Children’s authors often appear to have had more than their fair share of disturbed childhoods. That most English-seeming of writers P L Travers (creator of Mary Poppins) was born in Australia to an Irish father, who died when she was seven, and a Scottish mother, who three years later tried to drown herself.

According to Lively Oracle: a centennial celebration of P L Travers, edited by Dooling Draper and Jenny Koralek (Larson Publications pound;12.99), the young Pamela was at that moment huddled with her sisters under an eiderdown in front of the fire. As she was telling them a story about a small horse, her bedraggled mother returned. The nightmare was over, but Pamela was never to forget the power of story.

Other contributors discuss her disapproval of the film that more than anything else still keeps the name of Mary Poppins alive today. For Pamela, however, Julie Andrews was far too pretty for plain Mary, herself based on that plainest of toys, a Dutch doll. And no, the real Mary would never have displayed all that underwear when dancing a can-can on the rooftops.

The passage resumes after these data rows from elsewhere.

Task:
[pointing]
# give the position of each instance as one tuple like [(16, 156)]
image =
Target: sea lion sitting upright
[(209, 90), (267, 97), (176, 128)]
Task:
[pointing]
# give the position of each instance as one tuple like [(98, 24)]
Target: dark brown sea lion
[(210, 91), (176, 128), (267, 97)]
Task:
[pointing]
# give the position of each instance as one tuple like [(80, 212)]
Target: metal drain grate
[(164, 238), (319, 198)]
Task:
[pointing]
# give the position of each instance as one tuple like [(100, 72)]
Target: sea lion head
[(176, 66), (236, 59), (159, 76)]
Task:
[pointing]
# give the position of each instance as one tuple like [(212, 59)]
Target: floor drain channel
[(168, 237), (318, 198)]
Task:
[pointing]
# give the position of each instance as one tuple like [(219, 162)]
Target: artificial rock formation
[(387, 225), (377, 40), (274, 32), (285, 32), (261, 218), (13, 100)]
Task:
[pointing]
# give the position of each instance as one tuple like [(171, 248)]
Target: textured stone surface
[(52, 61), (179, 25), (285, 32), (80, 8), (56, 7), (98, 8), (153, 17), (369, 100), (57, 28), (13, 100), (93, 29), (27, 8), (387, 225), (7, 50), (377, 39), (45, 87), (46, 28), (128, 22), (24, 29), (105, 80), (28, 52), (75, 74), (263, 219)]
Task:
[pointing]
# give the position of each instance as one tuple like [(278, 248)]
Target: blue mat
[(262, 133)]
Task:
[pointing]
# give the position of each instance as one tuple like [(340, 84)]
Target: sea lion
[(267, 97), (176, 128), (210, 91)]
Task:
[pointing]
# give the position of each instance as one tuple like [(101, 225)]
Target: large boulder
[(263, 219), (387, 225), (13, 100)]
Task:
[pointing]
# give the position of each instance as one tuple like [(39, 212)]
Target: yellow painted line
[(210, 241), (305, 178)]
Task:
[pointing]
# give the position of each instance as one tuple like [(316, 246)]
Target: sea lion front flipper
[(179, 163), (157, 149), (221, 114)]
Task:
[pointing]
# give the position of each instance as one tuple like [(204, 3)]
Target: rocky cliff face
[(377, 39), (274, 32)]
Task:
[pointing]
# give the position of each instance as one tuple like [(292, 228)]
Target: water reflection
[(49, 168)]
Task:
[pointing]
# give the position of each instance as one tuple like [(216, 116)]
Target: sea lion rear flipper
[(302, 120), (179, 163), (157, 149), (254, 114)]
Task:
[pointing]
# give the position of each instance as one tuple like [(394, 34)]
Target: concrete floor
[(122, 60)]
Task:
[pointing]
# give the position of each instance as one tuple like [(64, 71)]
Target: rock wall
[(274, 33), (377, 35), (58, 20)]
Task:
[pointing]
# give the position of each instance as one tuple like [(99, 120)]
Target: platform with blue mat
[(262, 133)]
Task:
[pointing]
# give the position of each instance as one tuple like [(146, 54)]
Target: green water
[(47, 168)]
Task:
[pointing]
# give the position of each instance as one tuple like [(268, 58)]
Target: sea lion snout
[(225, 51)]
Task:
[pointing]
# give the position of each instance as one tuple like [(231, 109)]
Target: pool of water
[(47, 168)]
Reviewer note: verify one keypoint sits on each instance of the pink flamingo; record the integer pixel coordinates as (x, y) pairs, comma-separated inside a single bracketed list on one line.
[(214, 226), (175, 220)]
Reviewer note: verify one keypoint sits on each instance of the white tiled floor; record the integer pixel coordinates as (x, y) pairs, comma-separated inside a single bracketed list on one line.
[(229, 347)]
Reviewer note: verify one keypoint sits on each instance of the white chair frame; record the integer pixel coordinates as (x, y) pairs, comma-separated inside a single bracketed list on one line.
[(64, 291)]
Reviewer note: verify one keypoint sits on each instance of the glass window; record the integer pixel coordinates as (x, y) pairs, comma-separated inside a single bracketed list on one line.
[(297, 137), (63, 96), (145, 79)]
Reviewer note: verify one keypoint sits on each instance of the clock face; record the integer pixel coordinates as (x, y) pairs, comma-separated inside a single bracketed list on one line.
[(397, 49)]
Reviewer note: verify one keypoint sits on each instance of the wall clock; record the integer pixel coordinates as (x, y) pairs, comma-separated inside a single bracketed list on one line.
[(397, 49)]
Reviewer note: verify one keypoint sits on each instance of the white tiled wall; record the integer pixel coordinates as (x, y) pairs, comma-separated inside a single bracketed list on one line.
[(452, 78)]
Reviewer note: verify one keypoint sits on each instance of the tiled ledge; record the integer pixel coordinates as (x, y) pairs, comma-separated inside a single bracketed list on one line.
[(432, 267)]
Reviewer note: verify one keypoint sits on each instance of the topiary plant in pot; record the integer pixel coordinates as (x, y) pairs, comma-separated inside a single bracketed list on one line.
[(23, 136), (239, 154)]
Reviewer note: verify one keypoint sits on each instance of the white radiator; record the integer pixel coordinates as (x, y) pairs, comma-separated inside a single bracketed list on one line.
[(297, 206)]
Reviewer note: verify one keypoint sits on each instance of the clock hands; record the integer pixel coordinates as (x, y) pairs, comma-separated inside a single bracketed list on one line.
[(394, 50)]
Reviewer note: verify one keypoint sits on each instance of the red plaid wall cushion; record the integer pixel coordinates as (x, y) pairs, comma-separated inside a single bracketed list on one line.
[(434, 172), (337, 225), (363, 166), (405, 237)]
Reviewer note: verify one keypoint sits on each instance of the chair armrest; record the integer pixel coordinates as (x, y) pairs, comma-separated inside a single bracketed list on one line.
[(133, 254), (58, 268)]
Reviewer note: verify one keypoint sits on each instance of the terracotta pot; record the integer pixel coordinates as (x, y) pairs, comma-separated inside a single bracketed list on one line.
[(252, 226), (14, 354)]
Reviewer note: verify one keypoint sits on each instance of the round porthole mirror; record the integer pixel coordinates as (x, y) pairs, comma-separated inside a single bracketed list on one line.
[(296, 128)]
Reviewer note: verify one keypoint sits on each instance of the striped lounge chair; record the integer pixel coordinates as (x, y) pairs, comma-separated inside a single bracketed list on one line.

The book ends with three essays by Pamela herself, each one erudite, wise and beautifully written. Readers who may find it difficult to follow her later enthusiasm for Zen will still find much to enjoy in this affectionately edited volume.

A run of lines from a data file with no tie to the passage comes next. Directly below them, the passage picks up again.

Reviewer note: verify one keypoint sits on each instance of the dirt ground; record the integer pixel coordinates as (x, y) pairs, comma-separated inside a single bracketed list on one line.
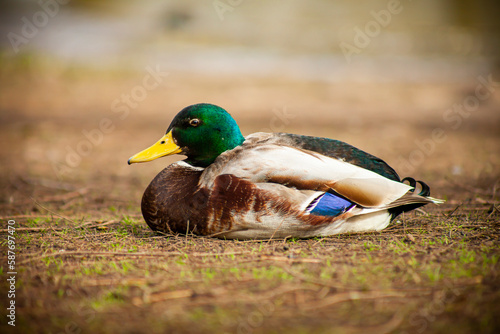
[(87, 263)]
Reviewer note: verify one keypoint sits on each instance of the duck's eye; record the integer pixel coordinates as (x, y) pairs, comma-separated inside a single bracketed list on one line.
[(194, 122)]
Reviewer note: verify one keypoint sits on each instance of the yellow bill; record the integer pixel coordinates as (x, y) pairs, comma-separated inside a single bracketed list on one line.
[(164, 146)]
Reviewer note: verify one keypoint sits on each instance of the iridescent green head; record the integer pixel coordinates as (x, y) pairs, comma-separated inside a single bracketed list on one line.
[(201, 132)]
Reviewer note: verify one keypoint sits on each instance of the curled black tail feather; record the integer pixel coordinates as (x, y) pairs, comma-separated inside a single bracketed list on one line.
[(425, 191)]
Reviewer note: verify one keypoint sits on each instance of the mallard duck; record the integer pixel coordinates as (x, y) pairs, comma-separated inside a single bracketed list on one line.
[(268, 185)]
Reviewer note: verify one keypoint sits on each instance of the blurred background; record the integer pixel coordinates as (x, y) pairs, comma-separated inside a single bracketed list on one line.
[(86, 84)]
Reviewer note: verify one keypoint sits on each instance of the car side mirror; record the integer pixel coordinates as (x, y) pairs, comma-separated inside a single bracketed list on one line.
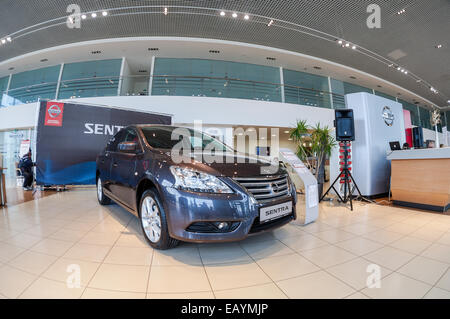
[(127, 147)]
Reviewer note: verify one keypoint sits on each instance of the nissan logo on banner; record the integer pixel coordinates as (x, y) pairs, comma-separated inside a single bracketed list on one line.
[(54, 114), (388, 116)]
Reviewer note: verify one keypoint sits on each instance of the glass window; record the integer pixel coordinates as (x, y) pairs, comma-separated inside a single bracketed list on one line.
[(425, 118), (29, 86), (91, 78), (387, 96), (413, 110), (306, 89), (198, 77)]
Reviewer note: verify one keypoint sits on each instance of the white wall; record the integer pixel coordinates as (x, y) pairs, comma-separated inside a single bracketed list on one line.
[(213, 111)]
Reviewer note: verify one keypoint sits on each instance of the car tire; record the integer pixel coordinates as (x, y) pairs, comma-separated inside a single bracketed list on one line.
[(102, 198), (153, 218)]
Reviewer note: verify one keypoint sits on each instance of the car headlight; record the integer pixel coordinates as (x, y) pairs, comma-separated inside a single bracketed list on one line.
[(192, 180)]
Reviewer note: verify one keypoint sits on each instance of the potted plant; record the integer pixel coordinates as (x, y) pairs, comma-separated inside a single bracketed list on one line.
[(314, 144)]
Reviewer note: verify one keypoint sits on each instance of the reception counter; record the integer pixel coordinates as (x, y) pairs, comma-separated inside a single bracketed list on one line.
[(421, 178)]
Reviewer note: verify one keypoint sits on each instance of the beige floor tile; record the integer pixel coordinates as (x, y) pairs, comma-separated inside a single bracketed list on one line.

Apart from his initials, author and artist Mervyn Peake was as far from Mary Poppins as is possible. He was born in China, and his claustrophobic masterpiece Gormenghast drew on memories of life within a walled city with great gates that closed at sunset. Peake’s father sometimes used to escape at night down a 100ft rope, a ruse Peake’s character Steerpike also used to get away from the crazed castle.

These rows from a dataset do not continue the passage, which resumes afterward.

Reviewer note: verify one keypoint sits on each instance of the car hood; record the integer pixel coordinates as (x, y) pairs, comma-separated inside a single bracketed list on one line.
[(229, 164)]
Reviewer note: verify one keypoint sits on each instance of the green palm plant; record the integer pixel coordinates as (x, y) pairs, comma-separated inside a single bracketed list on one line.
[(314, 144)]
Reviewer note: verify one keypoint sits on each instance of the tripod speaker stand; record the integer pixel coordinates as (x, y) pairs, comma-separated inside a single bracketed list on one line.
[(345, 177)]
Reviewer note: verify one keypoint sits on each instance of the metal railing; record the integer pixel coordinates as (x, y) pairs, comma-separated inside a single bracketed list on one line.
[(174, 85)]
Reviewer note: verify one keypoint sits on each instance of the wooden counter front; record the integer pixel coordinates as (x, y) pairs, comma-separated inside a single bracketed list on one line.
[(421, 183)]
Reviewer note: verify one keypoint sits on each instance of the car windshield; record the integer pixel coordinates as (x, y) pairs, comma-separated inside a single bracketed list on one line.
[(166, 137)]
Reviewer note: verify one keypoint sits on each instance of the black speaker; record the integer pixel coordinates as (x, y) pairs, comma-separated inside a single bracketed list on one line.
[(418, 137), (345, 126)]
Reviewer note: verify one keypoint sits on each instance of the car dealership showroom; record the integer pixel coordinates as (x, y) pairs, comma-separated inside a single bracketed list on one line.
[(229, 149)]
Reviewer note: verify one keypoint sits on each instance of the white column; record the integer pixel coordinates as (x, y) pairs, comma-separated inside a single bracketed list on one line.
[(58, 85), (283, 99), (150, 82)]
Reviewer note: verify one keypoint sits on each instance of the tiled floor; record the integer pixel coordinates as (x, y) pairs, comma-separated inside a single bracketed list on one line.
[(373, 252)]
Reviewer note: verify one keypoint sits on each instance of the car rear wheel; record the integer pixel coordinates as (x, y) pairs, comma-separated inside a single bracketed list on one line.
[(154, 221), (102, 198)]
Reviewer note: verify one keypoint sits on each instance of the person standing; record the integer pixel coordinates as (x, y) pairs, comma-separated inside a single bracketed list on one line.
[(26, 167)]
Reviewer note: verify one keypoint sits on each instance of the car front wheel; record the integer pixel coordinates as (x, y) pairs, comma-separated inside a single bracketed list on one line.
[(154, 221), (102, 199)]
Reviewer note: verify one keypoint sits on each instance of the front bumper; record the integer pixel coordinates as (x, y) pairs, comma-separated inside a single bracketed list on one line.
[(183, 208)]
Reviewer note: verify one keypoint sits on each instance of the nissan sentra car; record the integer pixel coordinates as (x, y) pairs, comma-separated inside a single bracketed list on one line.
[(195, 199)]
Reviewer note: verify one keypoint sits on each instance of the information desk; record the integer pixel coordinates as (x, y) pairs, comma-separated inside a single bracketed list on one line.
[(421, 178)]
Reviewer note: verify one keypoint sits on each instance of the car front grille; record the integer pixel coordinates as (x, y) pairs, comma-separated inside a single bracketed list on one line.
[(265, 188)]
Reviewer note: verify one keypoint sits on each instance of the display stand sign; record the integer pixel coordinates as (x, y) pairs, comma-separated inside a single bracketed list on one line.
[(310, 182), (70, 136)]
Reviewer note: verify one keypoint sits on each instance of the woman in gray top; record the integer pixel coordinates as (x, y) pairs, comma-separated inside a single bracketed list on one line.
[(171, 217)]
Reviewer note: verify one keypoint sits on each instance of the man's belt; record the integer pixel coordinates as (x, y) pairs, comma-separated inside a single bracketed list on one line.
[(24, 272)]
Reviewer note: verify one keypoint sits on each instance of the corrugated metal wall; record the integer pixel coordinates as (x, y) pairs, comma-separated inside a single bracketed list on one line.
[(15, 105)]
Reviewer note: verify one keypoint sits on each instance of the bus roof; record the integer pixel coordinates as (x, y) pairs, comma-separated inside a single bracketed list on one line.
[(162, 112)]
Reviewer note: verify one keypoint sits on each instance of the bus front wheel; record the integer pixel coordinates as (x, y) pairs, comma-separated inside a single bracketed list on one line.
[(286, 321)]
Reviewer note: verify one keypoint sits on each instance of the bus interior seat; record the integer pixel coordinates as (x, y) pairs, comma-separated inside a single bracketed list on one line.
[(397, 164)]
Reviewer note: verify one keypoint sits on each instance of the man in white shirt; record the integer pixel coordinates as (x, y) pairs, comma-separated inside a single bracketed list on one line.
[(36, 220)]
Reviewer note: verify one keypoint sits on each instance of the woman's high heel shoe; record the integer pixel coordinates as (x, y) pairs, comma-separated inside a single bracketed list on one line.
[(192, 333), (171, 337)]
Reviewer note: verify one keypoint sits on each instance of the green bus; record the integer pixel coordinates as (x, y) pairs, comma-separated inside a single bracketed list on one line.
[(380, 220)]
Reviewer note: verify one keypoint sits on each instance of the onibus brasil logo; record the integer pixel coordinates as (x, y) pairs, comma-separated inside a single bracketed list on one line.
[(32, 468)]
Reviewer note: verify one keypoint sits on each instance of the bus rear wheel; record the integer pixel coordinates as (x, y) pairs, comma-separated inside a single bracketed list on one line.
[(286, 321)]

More mundane influnces on his writing, such as the masters’ common room at Eltham college, with its anthracite fire and rows of shiny, greenish gowns hanging from the wall, are duly tracked down and dryly recounted in Vast Alchemies: the life and work of Mervyn Peake by G Peter Winnington, editor of The Mervyn Peake Review and Peake Studies (Peter Owen pound;18.95). Because of a falling-out with the Peake estate, virtually none of the original mesmeric illustrations are included - a sad loss.

There is no shortage of pictures in David Day’s Tolkien’s Ring (Pavilion pound;14.99), massively illustrated throughout by Alan Lee, now working as conceptual designer for the three-part film version of The Lord of the Rings, the first section of which is due out next year. The author traces the various influences upon Tolkien, from Norse mythology to Wagner’s Ring cycle, each saga brought to life by Lee’s moody, swirling pictures, high on atmosphere if, like Tolkien himself, sometimes a little short in humour. But David Day is no uncritical worshipper at the shrine of Gandalf - he writes lucidly throughout, particularly about the final moments of the trilogy in which Frodo discovers that evil in itself can never succeed in defeating other evil. This potentially pacifist message was widely taken up in the 1960s, for example (on their own admission) by those involved with the maiden Greenpeace voyage attempting to stop American nuclear testing on Amchitka island in Alaska.

Whether Tolkien also succeeded in providing his beloved England with a ready-made mythology to rival those legends owned by its Celtic neighbours seems much less likely. But his was still a mighty achievement, effectively described and celebrated in this lavish, handsomely presented volume.